Nach Länderfinanzausgleich blieben die Verluste in der Summe bei den steuerabhängigen Einnahmen um rund 40 Millionen Euro geringer als noch in der Herbst-Steuerschätzung befürchtet und im Rahmen des Nachtragshaushaltes zur Kreditfinanzierung vorgesehen.


Mindestens ebenso nachhaltig wie bei den Steuereinnahmen zeigen sich die Fortschritte der Sanierungspolitik auf der Ausgabenseite der bremischen Haushalte. Trotz des gewollt stabilen Investitionsniveaus wird der Ausgabenanstieg im Jahresergebnis 2002 deutlich hinter der für Bremen verbindlichen Vorgabe des Finanzplanungsrats (2,0 Prozent) zurückbleiben. Ein vergleichbar positives Ergebnis werden nur wenige andere Bundesländer aufweisen können.


Ursache dieses bemerkenswerten vorläufigen Haushaltabschlusses - das endgültige Jahresergebnis wird für Ende Januar erwartet - ist die anhaltend hohe Ausgabendisziplin im konsumtiven Bereich. So werden sich die laufenden Ausgaben, zu denen Personal-, Zins-, Sozialleistungs- und sonstige Verwaltungsausgaben gehören, 2002 voraussichtlich sogar unter dem Vorjahresniveau bewegen. Zulässig wäre für Bremen eine Ausgabenzuwachsrate bis zu 1,5 Prozent gewesen.


„Ich bin stolz auf die Ernsthaftigkeit, mit der die Ressorts den konsequenten Sanierungskurs der Großen Koalition umgesetzt und unterstützt haben“ betont der Finanzsenator. „Wir werden im nächsten Jahr selbstbewusst unsere Sanierungsfortschritte im Finanzplanungsrat dokumentieren können. Sie belegen, dass Bremen alle möglichen Eigenbeiträge zur Befreiung aus der extremen Haushaltsnotlage erfüllt, weitgehend sogar übererfüllt hat. Wir gehen mit der Zuversicht in das neue Jahr, dass der Bund diese Leistung anerkennen und zur Einhaltung seiner eigenen Verpflichtungen und Zusagen stehen wird.“



„Die Zukunftschancen weiter verbessern“


„Wir haben allen Grund, mit Optimismus und Tatkraft in das nächste Jahr zu gehen.
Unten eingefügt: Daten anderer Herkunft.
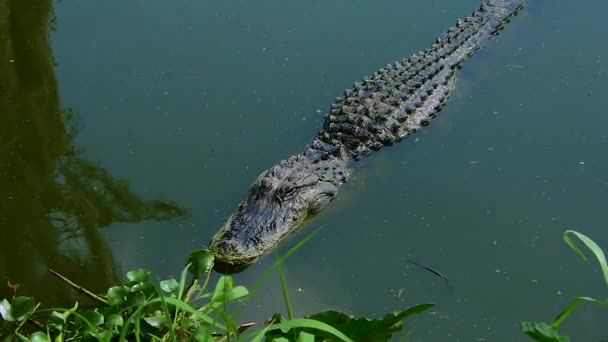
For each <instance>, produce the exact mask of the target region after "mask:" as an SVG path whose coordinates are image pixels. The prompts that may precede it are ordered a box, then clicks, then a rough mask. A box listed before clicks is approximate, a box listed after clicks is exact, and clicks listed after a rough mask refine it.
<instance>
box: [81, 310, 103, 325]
mask: <svg viewBox="0 0 608 342" xmlns="http://www.w3.org/2000/svg"><path fill="white" fill-rule="evenodd" d="M83 318H84V319H86V320H87V321H88V322H89V323H90V324H91V325H92V326H94V327H97V326H100V325H102V324H103V323H104V317H103V315H102V314H100V313H99V312H97V311H87V312H85V314H84V315H83Z"/></svg>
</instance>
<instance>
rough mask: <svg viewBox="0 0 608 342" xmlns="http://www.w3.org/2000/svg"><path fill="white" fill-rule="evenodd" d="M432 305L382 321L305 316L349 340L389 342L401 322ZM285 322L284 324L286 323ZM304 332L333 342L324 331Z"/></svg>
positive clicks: (316, 314) (400, 324)
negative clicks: (349, 338) (326, 326)
mask: <svg viewBox="0 0 608 342" xmlns="http://www.w3.org/2000/svg"><path fill="white" fill-rule="evenodd" d="M434 306H435V305H434V304H420V305H416V306H413V307H411V308H408V309H407V310H405V311H396V312H393V313H390V314H388V315H386V316H384V318H382V319H369V318H355V317H354V316H349V315H346V314H344V313H342V312H338V311H333V310H329V311H323V312H320V313H317V314H314V315H311V316H307V318H308V319H311V320H315V321H318V322H323V323H324V324H327V325H328V326H331V327H333V328H335V329H337V330H339V331H342V332H344V333H345V334H347V335H348V337H349V338H350V339H353V340H355V341H357V342H367V341H373V342H380V341H389V340H390V338H391V336H392V335H393V334H394V333H396V332H399V331H401V330H402V329H403V320H405V319H406V318H407V317H409V316H411V315H415V314H419V313H421V312H424V311H426V310H428V309H430V308H432V307H434ZM273 318H274V319H275V320H276V321H280V320H281V319H282V318H280V317H278V318H277V316H276V315H275V316H273ZM287 322H290V321H287ZM287 322H285V323H287ZM304 331H305V332H308V333H314V334H315V336H317V337H319V338H321V339H331V340H334V339H335V337H333V336H332V335H333V334H328V333H327V332H325V331H314V330H310V329H304ZM290 335H291V334H290V332H283V333H279V332H278V331H274V332H272V333H270V334H267V335H266V337H271V338H272V337H275V338H276V337H280V336H283V337H287V338H288V337H289V336H290Z"/></svg>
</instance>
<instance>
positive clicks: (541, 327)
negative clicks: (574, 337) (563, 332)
mask: <svg viewBox="0 0 608 342" xmlns="http://www.w3.org/2000/svg"><path fill="white" fill-rule="evenodd" d="M521 331H523V332H524V333H526V334H527V335H528V336H530V337H531V338H532V339H533V340H535V341H538V342H570V338H569V337H568V336H560V335H559V334H558V333H557V329H556V328H554V327H552V326H550V325H548V324H547V323H542V322H538V323H537V322H521Z"/></svg>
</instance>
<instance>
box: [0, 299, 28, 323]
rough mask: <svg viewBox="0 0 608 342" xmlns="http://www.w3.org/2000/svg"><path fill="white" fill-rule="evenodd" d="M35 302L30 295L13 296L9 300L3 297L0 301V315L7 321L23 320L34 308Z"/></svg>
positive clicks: (11, 321)
mask: <svg viewBox="0 0 608 342" xmlns="http://www.w3.org/2000/svg"><path fill="white" fill-rule="evenodd" d="M35 308H36V302H34V298H32V297H23V296H19V297H15V298H14V299H13V300H12V301H11V302H9V301H8V300H6V299H3V300H2V301H1V302H0V315H1V316H2V319H4V320H5V321H8V322H14V321H23V320H25V319H27V318H28V317H29V316H30V315H31V314H32V313H33V312H34V310H35Z"/></svg>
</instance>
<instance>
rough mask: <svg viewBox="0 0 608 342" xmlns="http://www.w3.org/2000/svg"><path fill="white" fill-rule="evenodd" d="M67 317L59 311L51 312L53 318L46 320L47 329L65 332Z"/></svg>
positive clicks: (50, 318) (51, 315) (50, 317)
mask: <svg viewBox="0 0 608 342" xmlns="http://www.w3.org/2000/svg"><path fill="white" fill-rule="evenodd" d="M64 325H65V317H64V315H62V314H60V313H59V312H57V311H53V312H51V316H50V317H49V318H48V319H47V320H46V327H47V329H49V330H57V331H63V326H64Z"/></svg>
Der Strukturwandel ist mit Händen greifbar. Wir müssen ihn entschlossen weiter vorantreiben. Wir dürfen auch nicht vergessen, dass wir im kommenden Jahr deutlich verschärfte Auflagen für die Haushaltsgestaltung erfüllen müssen. Dabei bietet die Große Koalition die besten Voraussetzungen, die hierfür notwendigen schwierigen Entscheidungen treffen zu können. Nur so werden wir die Zukunftschancen der künftigen Generationen in unseren beiden Städten dauerhaft verbessern können“, erklärte Bürgermeister Hartmut Perschau abschließend.